Ko: Perhaps the most exciting development I shared [during the SOSS] had to do with the anticipated [FDA] approval of a new drug: an antibody directed against the tumor antigen CLDN18.2. This drug called zolbetuximab was studied in a couple phase 3 trials, including one that our institution participated in called SPOTLIGHT. [SPOTLIGHT] demonstrated that the addition of zolbetuximab to standard chemotherapy for patients whose cancers express high levels of CLDN18.2—a protein expressed in the tight junctions of gastric mucosal cells—improved survival and clinical outcomes in the first-line setting.
This was an international trial [conducted] in the first-line setting for patients with metastatic gastric or GEJ cancers. It did require, as a preselection, patients whose tumors expressed high levels of CLDN18.2, which amounted to [38%] of patients who were screened.2 It's important to note that if and when this drug is approved, a companion diagnostic antibody will have to go along with it, because pathologists will need to [include this] as a routine part of their evaluation of gastric cancers.
The SPOTLIGHT study used a chemotherapy backbone of mFOLFOX6 together with either placebo or zolbetuximab. [Treatment with the zolbetuximab regimen led to] an OS benefit [HR, 0.75; 95% CI, 0.60-0.94; P = .0053], translating to a [2.69]-month improvement in median OS vs mFOLFOX6 plus placebo. There was a corresponding improvement in PFS, and toxicity was very manageable with some increased GI toxicity, as would be expected with this type of target.
I believe that this treatment will become a new frontline standard [for this patient population]. The outstanding question is with the current use of chemotherapy plus immune checkpoint inhibitors. How will this fit into our current treatment paradigms? Will select patients receive zolbetuximab? Will others receive an immune checkpoint inhibitor? Is it a possibility that patients will receive both in combination with chemotherapy? These [answers] may depend on expression of CLDN18.2, expression of PD-L1, and more clinical data that continue to emerge to tease out how best to use one approach vs another.

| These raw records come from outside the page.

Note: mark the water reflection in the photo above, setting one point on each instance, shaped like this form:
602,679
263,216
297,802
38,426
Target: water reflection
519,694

There are other potential targets of interest in gastric cancer. There are a number of ongoing studies. One is looking to further our ability to target HER2, for example, and [another is looking] to target FGFR2. There are other potential targets that could allow us in the future to be even more precise and direct in terms of how we treat [patients with] gastric cancer, according to these different markers.
[At the SOSS], we talked about immune checkpoint inhibitors as well, which are currently being used for treatments and are being evaluated in earlier-stage, perioperative settings together with chemotherapy, although [these combinations] don’t seem to show as striking of a benefit in those earlier-stage settings.
I'm involved in a number of studies, specifically for [patients with] pancreatic cancer and upper gastric and esophageal cancers. Obviously, for pancreatic cancer, we have a long way to go, and trying to develop some novel strategies using different immunotherapy approaches—which haven't traditionally worked in pancreatic cancer—is a big area [of interest].
We're also very interested in studying specific contexts [in pancreatic cancer], such as in the maintenance setting, where we're doing some studies. Certain molecular niches of pancreatic cancer, such as patients with BRCA[-mutated] or homologous recombination deficient–associated tumors, are a particular area of interest of mine, in addition to some novel targets in gastric cancer.